Find the Asymptotes f(x)=(x^2-10x+21)/(x^2-5x+6)
The question asks for the identification of the asymptotes of the given function, which is a rational function represented by f(x)=(x^2-10x+21)/(x^2-5x+6). Asymptotes are lines that the graph of the function approaches but does not reach. In particular, this question seems to be asking for both vertical and horizontal asymptotes.
Vertical asymptotes occur where the denominator of the rational function equals zero, provided that the numerator does not also equal zero at those points. Finding vertical asymptotes typically involves setting the denominator equal to zero and solving for x.
Horizontal asymptotes are determined by the behavior of the function as x approaches infinity or negative infinity. They are found by comparing the degrees of the polynomials in the numerator and the denominator or by applying limits if the degrees are the same.
The question thus wants you to perform the necessary algebraic manipulations to find the x-values where the function is undefined (vertical asymptotes) and to analyze the behavior of the function at infinity (horizontal asymptotes).
$f \left(\right. x \left.\right) = \frac{x^{2} - 10 x + 21}{x^{2} - 5 x + 6}$
Answer
Solution:
Step 1:
Determine the values of $x$ for which the function $\frac{x^{2} - 10x + 21}{x^{2} - 5x + 6}$ does not exist. These are $x = 2$ and $x = 3$.
Step 2:
Observe the behavior of the function as $x$ approaches 2. As $x$ approaches 2 from the left, the function tends towards positive infinity, and from the right, it tends towards negative infinity. Therefore, $x = 2$ is a vertical asymptote.
Step 3:
Examine the general form of a rational function $R(x) = \frac{ax^{n}}{bx^{m}}$, where $n$ is the degree of the numerator and $m$ is the degree of the denominator. The horizontal asymptote can be determined as follows:
If $n < m$, the horizontal asymptote is $y = 0$.
If $n = m$, the horizontal asymptote is $y = \frac{a}{b}$.

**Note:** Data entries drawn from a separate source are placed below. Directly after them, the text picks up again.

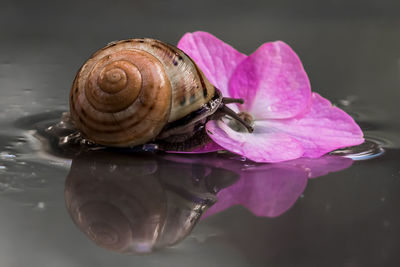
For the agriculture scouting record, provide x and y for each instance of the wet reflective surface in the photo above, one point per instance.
(223, 211)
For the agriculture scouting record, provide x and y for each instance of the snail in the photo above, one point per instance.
(139, 90)
(139, 203)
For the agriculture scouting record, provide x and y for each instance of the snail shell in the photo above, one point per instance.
(128, 91)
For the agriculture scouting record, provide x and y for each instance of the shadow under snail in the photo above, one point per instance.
(136, 91)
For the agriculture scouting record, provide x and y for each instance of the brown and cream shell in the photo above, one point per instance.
(127, 92)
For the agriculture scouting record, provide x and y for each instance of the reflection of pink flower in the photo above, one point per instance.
(269, 190)
(289, 120)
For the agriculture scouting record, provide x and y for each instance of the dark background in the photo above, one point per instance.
(351, 52)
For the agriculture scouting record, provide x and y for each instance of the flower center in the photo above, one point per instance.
(238, 126)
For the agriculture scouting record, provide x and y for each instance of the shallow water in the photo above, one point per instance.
(327, 212)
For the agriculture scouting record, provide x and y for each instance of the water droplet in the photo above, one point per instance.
(386, 223)
(41, 205)
(6, 156)
(371, 148)
(113, 167)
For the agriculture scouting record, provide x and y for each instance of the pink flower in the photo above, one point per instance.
(289, 120)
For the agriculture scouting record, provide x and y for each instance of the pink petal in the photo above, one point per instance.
(272, 81)
(321, 129)
(215, 58)
(263, 145)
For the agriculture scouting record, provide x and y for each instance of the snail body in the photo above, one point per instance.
(139, 90)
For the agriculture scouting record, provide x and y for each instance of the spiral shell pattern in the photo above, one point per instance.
(128, 91)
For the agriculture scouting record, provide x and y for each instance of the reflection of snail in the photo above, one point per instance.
(134, 91)
(138, 203)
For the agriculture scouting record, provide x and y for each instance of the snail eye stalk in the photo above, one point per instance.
(224, 110)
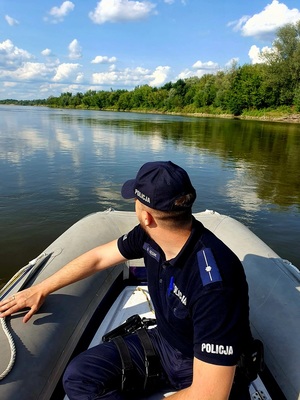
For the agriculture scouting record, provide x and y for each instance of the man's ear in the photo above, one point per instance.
(147, 218)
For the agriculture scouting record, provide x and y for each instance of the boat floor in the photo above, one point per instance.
(136, 300)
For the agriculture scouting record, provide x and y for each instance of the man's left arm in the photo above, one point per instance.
(210, 382)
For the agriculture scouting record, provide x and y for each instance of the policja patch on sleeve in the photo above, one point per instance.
(208, 268)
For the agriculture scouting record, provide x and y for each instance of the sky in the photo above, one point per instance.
(49, 47)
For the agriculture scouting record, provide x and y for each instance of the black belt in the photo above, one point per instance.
(152, 362)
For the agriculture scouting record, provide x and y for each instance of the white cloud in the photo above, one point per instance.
(120, 10)
(66, 71)
(103, 60)
(11, 56)
(199, 69)
(74, 50)
(58, 14)
(46, 52)
(11, 21)
(159, 76)
(28, 71)
(265, 24)
(131, 77)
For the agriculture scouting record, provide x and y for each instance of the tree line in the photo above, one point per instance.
(274, 83)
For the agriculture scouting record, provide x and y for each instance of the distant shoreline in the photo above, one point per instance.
(269, 116)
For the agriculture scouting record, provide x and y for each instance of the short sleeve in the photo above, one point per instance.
(130, 245)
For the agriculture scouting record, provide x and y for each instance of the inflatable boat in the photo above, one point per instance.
(34, 355)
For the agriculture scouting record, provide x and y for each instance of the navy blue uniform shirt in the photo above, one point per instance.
(200, 297)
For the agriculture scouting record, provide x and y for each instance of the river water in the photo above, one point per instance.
(60, 165)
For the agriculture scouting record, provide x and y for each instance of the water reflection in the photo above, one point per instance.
(59, 165)
(265, 156)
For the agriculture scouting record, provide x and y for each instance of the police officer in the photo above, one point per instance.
(198, 289)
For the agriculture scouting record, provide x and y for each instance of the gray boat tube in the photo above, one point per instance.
(45, 344)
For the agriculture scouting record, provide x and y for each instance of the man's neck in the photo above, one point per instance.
(171, 241)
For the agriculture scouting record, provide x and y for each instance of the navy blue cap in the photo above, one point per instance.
(159, 185)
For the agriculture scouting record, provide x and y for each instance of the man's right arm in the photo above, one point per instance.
(87, 264)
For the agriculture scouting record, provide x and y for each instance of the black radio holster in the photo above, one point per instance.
(152, 361)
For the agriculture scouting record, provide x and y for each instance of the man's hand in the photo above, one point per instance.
(87, 264)
(31, 298)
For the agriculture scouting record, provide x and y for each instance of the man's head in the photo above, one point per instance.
(162, 186)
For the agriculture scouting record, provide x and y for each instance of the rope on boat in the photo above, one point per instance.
(13, 351)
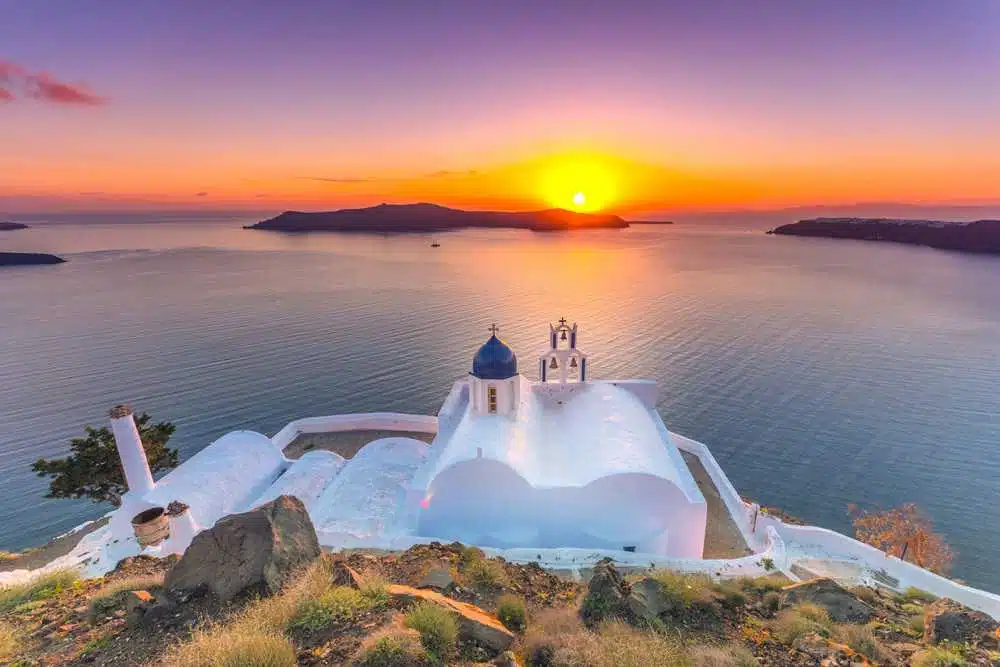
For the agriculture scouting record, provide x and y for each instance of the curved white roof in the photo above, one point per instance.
(566, 436)
(223, 478)
(364, 499)
(306, 478)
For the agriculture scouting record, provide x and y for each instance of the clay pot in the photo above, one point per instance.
(151, 526)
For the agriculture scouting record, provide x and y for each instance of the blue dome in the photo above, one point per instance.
(494, 361)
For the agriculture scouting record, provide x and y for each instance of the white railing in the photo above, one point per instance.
(361, 421)
(831, 545)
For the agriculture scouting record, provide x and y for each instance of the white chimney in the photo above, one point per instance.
(130, 451)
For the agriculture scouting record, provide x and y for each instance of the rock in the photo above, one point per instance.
(438, 579)
(607, 595)
(249, 553)
(143, 608)
(474, 624)
(646, 600)
(948, 620)
(343, 574)
(137, 599)
(840, 603)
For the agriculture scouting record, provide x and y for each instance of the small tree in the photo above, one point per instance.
(94, 470)
(904, 532)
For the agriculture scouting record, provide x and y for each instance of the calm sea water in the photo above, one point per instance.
(819, 372)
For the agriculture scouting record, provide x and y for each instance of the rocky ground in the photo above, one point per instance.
(256, 590)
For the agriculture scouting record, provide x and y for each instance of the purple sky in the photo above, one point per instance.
(786, 101)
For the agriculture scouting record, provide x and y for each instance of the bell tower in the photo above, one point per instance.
(562, 363)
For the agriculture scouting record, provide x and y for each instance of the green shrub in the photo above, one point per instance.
(731, 593)
(866, 594)
(10, 642)
(375, 589)
(94, 645)
(42, 587)
(800, 620)
(512, 612)
(392, 649)
(338, 604)
(438, 630)
(469, 555)
(729, 655)
(938, 656)
(486, 573)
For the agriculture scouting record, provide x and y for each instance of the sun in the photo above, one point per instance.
(579, 184)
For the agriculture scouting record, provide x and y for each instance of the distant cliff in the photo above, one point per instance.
(27, 258)
(982, 236)
(433, 218)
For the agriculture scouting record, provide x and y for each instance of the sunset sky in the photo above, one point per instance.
(643, 106)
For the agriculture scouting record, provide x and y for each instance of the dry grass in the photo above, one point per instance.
(392, 648)
(557, 638)
(800, 620)
(42, 587)
(938, 657)
(727, 655)
(264, 619)
(512, 612)
(861, 638)
(687, 589)
(10, 643)
(113, 595)
(335, 605)
(237, 648)
(912, 594)
(438, 630)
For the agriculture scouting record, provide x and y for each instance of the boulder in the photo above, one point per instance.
(840, 603)
(646, 599)
(249, 553)
(948, 620)
(474, 624)
(607, 595)
(143, 608)
(438, 579)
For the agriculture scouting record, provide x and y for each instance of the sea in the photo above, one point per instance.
(820, 372)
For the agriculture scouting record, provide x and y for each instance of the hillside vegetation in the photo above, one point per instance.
(448, 604)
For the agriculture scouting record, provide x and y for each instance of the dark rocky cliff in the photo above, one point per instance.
(981, 236)
(433, 218)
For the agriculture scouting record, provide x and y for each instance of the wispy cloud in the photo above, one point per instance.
(444, 173)
(43, 87)
(325, 179)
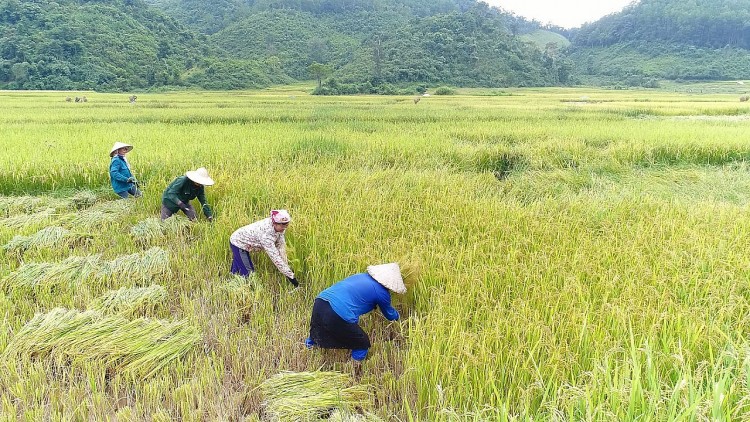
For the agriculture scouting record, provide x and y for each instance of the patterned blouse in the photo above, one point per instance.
(262, 236)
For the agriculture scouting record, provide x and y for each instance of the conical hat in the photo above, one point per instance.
(117, 146)
(200, 176)
(389, 275)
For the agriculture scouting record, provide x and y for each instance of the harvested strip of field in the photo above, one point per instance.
(20, 221)
(79, 269)
(137, 348)
(153, 228)
(313, 395)
(130, 301)
(100, 214)
(50, 237)
(27, 204)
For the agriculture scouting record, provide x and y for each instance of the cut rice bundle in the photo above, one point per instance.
(20, 221)
(153, 228)
(49, 237)
(88, 269)
(130, 301)
(100, 214)
(312, 395)
(138, 348)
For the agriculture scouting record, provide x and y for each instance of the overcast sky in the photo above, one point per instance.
(565, 13)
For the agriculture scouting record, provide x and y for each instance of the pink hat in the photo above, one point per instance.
(280, 216)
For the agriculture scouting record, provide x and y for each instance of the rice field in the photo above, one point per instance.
(572, 254)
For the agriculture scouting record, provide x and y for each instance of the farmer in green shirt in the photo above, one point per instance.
(178, 194)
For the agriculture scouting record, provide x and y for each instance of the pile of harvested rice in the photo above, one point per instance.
(130, 301)
(50, 237)
(138, 347)
(20, 221)
(100, 214)
(153, 228)
(313, 395)
(79, 269)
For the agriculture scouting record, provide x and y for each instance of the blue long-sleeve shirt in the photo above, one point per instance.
(119, 173)
(357, 295)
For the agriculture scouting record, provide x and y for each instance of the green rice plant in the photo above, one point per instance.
(142, 265)
(100, 214)
(27, 204)
(312, 395)
(153, 228)
(88, 269)
(49, 237)
(20, 221)
(84, 199)
(130, 301)
(137, 348)
(48, 275)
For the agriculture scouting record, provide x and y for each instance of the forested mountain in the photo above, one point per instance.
(105, 44)
(669, 39)
(372, 45)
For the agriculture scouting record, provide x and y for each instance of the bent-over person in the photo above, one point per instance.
(178, 194)
(266, 235)
(334, 323)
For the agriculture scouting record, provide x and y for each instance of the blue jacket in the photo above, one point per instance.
(357, 295)
(119, 174)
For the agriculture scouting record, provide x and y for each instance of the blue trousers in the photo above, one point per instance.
(241, 262)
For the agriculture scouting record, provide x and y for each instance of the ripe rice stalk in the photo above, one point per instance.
(312, 395)
(74, 269)
(130, 301)
(84, 199)
(49, 237)
(20, 221)
(153, 228)
(137, 348)
(10, 205)
(101, 213)
(144, 265)
(88, 269)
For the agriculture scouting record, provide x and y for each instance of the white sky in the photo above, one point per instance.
(565, 13)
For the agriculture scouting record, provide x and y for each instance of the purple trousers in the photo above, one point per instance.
(241, 262)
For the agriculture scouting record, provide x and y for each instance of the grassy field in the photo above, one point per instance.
(574, 254)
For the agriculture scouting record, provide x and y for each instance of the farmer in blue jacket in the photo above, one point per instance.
(178, 194)
(336, 311)
(123, 182)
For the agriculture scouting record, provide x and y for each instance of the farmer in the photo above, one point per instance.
(123, 182)
(178, 194)
(336, 310)
(267, 235)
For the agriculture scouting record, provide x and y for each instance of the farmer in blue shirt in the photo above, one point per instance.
(336, 311)
(123, 182)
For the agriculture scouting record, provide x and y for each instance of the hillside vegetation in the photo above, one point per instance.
(668, 39)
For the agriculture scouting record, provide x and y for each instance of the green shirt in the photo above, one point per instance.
(183, 189)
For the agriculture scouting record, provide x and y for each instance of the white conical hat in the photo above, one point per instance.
(200, 176)
(117, 146)
(389, 275)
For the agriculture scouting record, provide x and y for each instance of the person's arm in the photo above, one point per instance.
(201, 195)
(281, 246)
(270, 247)
(384, 303)
(117, 171)
(172, 191)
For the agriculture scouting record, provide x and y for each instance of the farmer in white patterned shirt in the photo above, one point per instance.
(267, 235)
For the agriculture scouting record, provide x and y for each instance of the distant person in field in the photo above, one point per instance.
(120, 175)
(336, 311)
(178, 194)
(266, 235)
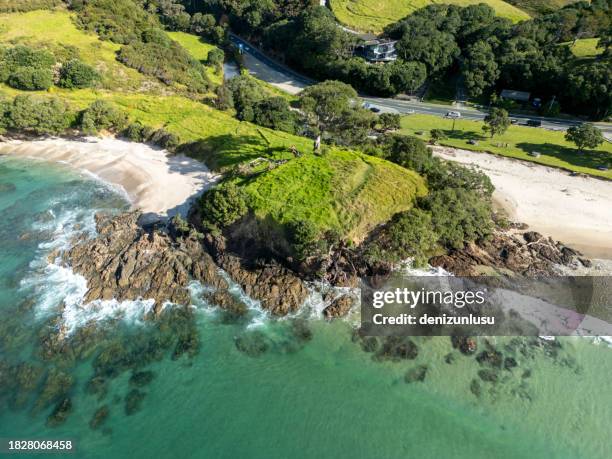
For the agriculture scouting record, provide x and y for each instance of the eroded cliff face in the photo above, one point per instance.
(126, 261)
(528, 253)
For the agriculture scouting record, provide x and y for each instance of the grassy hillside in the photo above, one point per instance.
(374, 15)
(199, 49)
(515, 143)
(585, 48)
(342, 190)
(56, 31)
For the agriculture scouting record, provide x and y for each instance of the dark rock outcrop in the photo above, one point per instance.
(278, 289)
(339, 307)
(529, 254)
(127, 262)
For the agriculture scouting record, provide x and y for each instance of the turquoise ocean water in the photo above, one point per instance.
(257, 388)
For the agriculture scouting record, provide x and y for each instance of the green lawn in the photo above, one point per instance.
(585, 48)
(56, 31)
(199, 49)
(374, 15)
(516, 143)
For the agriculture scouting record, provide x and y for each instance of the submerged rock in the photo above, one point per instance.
(99, 417)
(141, 378)
(339, 307)
(60, 413)
(278, 289)
(133, 401)
(416, 374)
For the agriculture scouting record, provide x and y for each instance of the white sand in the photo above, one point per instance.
(574, 210)
(157, 183)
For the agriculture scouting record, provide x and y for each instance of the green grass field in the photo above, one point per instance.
(585, 48)
(199, 49)
(55, 31)
(342, 190)
(374, 15)
(516, 142)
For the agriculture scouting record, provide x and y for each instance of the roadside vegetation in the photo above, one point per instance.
(374, 15)
(516, 142)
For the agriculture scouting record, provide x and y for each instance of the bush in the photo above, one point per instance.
(446, 174)
(245, 94)
(38, 115)
(458, 216)
(137, 132)
(274, 113)
(409, 152)
(101, 115)
(165, 139)
(222, 206)
(215, 57)
(409, 234)
(31, 79)
(306, 239)
(77, 74)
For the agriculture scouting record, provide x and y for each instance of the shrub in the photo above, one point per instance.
(458, 215)
(409, 234)
(77, 74)
(215, 57)
(274, 112)
(222, 206)
(38, 115)
(408, 152)
(245, 94)
(306, 239)
(101, 115)
(31, 79)
(137, 132)
(165, 139)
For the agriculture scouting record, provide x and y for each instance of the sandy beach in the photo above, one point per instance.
(157, 183)
(574, 210)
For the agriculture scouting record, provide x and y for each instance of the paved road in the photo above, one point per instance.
(279, 75)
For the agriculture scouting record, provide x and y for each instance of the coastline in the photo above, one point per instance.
(575, 210)
(156, 182)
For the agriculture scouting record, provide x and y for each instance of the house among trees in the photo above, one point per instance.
(519, 96)
(377, 50)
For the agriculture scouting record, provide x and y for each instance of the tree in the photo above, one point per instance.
(275, 113)
(31, 79)
(221, 206)
(458, 215)
(38, 115)
(409, 234)
(436, 135)
(245, 95)
(77, 74)
(408, 152)
(480, 71)
(327, 103)
(584, 136)
(496, 122)
(389, 121)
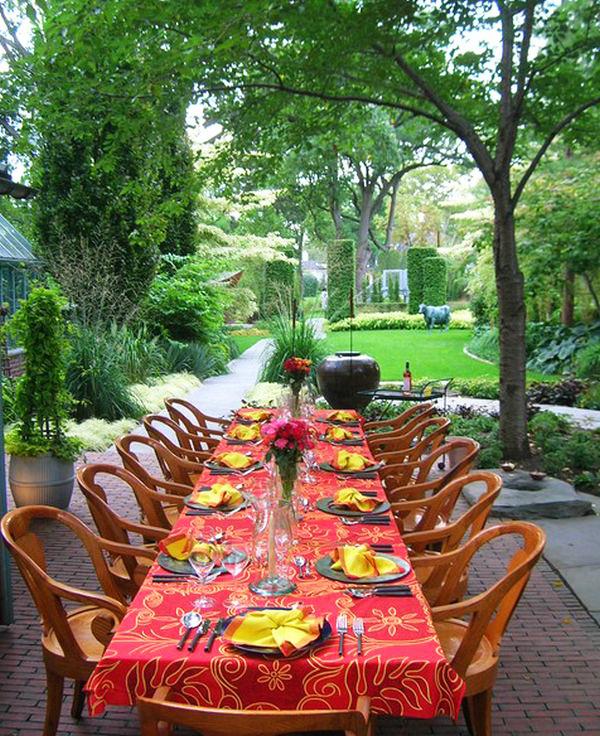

If $n > m$, there is no horizontal asymptote, but there may be an oblique asymptote.
Step 4:
Calculate the degrees $n$ and $m$ for the numerator and denominator, respectively. In this case, $n = 2$ and $m = 2$.
Step 5:
Since the degrees of the numerator and denominator are equal ($n = m$), the horizontal asymptote is the line $y = \frac{a}{b}$. Here, $a = 1$ and $b = 1$, so $y = 1$.
Step 6:
Determine the presence of an oblique asymptote. Since the degree of the numerator is not greater than the degree of the denominator ($n \leq m$), there are no oblique asymptotes.
Step 7:
Compile the list of all asymptotes for the function:
- Vertical Asymptotes: $x = 2$
- Horizontal Asymptotes: $y = 1$
- No Oblique Asymptotes
Knowledge Notes:
The concept of asymptotes is related to the behavior of a function as it approaches a certain line or point. There are three types of asymptotes commonly discussed:
Vertical Asymptotes: These occur where the function tends towards infinity or negative infinity as the input approaches a certain value. They are found by setting the denominator of a rational function equal to zero and solving for $x$.
Horizontal Asymptotes: These describe the behavior of a function as $x$ goes to positive or negative infinity. The rules for finding horizontal asymptotes depend on the degrees of the numerator and denominator of the rational function.
Oblique (Slant) Asymptotes: These occur when the degree of the numerator is exactly one greater than the degree of the denominator. They describe a line that the graph of the function approaches but does not cross as $x$ goes to infinity or negative infinity.
In the given problem, we are dealing with a rational function where the degrees of the numerator and denominator are equal. This means that we can expect a horizontal asymptote based on the leading coefficients of the numerator and denominator. Vertical asymptotes are found by determining the values for which the function is undefined (where the denominator is zero). Oblique asymptotes are not present in this case because the degree of the numerator is not greater than that of the denominator.